Alternatively, if you aren’t all that keen on big government, there are private companies out there who will also offer you a free credit report which contains similar — if not identical — information to what the government has on file for you. One good thing about these companies is that they often offer extra services, such as credit improvement suggestions or help funding offers on credit what you can afford in order to improve your score over time.
However, these websites aren’t always 100% reliable, and some very important information may be missing off of the credit report they give you compared to your official credit report. Furthermore, there are hundreds of unethical companies out there that will try to charge you money to generate your credit report. If any business or entity claims that you cannot get a credit report without paying a fee or signing up for a subscription service, you should stay away.

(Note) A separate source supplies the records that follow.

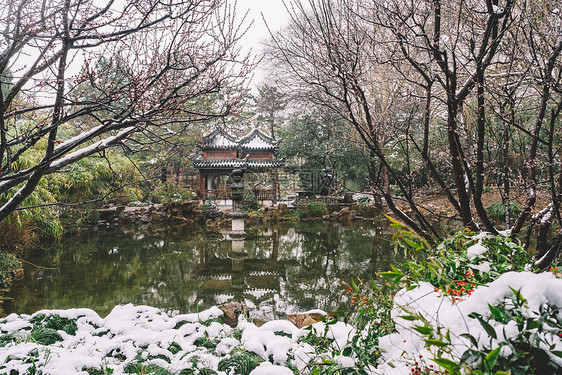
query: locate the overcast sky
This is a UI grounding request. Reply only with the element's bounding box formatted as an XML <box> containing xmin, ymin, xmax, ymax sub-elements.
<box><xmin>231</xmin><ymin>0</ymin><xmax>289</xmax><ymax>85</ymax></box>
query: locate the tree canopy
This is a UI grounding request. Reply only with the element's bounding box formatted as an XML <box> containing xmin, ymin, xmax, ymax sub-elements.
<box><xmin>0</xmin><ymin>0</ymin><xmax>251</xmax><ymax>221</ymax></box>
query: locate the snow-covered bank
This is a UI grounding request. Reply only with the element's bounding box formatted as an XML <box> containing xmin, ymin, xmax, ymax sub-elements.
<box><xmin>0</xmin><ymin>272</ymin><xmax>562</xmax><ymax>375</ymax></box>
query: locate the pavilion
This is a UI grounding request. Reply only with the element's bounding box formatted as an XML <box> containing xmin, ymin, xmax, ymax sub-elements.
<box><xmin>193</xmin><ymin>128</ymin><xmax>284</xmax><ymax>204</ymax></box>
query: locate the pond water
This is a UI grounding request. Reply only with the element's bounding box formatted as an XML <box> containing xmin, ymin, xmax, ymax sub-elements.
<box><xmin>2</xmin><ymin>222</ymin><xmax>403</xmax><ymax>319</ymax></box>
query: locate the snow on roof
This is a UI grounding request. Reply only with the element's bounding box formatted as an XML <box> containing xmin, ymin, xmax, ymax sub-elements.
<box><xmin>202</xmin><ymin>129</ymin><xmax>238</xmax><ymax>149</ymax></box>
<box><xmin>200</xmin><ymin>128</ymin><xmax>278</xmax><ymax>150</ymax></box>
<box><xmin>238</xmin><ymin>128</ymin><xmax>278</xmax><ymax>150</ymax></box>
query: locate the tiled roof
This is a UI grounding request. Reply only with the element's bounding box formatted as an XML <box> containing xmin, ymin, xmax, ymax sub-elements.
<box><xmin>199</xmin><ymin>128</ymin><xmax>279</xmax><ymax>151</ymax></box>
<box><xmin>193</xmin><ymin>159</ymin><xmax>284</xmax><ymax>170</ymax></box>
<box><xmin>238</xmin><ymin>128</ymin><xmax>278</xmax><ymax>150</ymax></box>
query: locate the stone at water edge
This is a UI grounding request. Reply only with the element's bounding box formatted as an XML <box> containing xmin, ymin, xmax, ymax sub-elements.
<box><xmin>287</xmin><ymin>312</ymin><xmax>324</xmax><ymax>328</ymax></box>
<box><xmin>219</xmin><ymin>302</ymin><xmax>248</xmax><ymax>328</ymax></box>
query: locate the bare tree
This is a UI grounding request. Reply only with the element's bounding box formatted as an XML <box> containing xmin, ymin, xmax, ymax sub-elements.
<box><xmin>0</xmin><ymin>0</ymin><xmax>249</xmax><ymax>221</ymax></box>
<box><xmin>268</xmin><ymin>0</ymin><xmax>562</xmax><ymax>259</ymax></box>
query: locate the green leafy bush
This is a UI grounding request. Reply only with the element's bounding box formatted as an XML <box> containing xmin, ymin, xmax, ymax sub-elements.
<box><xmin>486</xmin><ymin>202</ymin><xmax>521</xmax><ymax>221</ymax></box>
<box><xmin>0</xmin><ymin>251</ymin><xmax>22</xmax><ymax>288</ymax></box>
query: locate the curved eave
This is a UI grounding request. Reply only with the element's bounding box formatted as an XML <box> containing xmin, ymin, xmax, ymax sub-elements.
<box><xmin>193</xmin><ymin>159</ymin><xmax>285</xmax><ymax>170</ymax></box>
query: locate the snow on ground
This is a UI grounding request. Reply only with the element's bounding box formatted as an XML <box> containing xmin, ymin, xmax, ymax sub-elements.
<box><xmin>0</xmin><ymin>272</ymin><xmax>562</xmax><ymax>375</ymax></box>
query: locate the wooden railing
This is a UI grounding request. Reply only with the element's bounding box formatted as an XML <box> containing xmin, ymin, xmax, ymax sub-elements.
<box><xmin>198</xmin><ymin>189</ymin><xmax>275</xmax><ymax>200</ymax></box>
<box><xmin>254</xmin><ymin>189</ymin><xmax>274</xmax><ymax>201</ymax></box>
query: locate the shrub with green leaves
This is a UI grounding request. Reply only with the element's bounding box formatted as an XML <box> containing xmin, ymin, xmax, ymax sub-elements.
<box><xmin>0</xmin><ymin>251</ymin><xmax>21</xmax><ymax>288</ymax></box>
<box><xmin>381</xmin><ymin>220</ymin><xmax>530</xmax><ymax>299</ymax></box>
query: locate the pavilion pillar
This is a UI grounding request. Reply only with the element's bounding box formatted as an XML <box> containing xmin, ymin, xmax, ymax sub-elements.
<box><xmin>199</xmin><ymin>169</ymin><xmax>206</xmax><ymax>200</ymax></box>
<box><xmin>272</xmin><ymin>169</ymin><xmax>279</xmax><ymax>206</ymax></box>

Other steps you can take to gradually improve your credit score over time — although some of them are easier said than done — include:
- Paying on time, and in full. One of the easiest ways to boost your credit score is to make sure you pay on time, all the time. Better yet, succeeding at this task helps you avoid late fees and interest charges, which will make it harder in the long run to improve your financial situation.
- Improving your debt to credit ratio. There is a sweet spot somewhere between how much credit is available to you, and how much you owe on outstanding balances which gives certain people a higher credit score if they fall within that range. Although it sounds crazy, having a lot of credit in your name but very little debt can be almost as bad as having too much debt and very little credit. In order to get the best credit score possible, you have to find the right balance between credit and debt and maintain it for as long as you can.
- Report identity theft immediately if you find it. Yes, we know, we’ve mentioned this so much that it feels like we’re beating a dead horse. But this is quite possibly one of the most important things you can do to protect yourself and your credit score. It is becoming increasingly more common for identity thieves to take out lines of credit in other people’s names, max it out, and never make payments. Some credit card companies are better than others about staying on top of the fraud, but many others are less vigilant. The longer identity theft goes unnoticed, the more likely it can damage your credit report for years or even decades to come.
In the charts above, you can see how dramatically you can save if you build up a strong credit score. Unfortunately, if you already have less than perfect credit but you still want a better deal on your auto insurance premiums, building your credit score up takes time and effort. But one thing you can do right now is shop around and compare car insurance quotes among different companies. You’re virtually guaranteed to find a better price than what you’re paying right now — bad credit or no.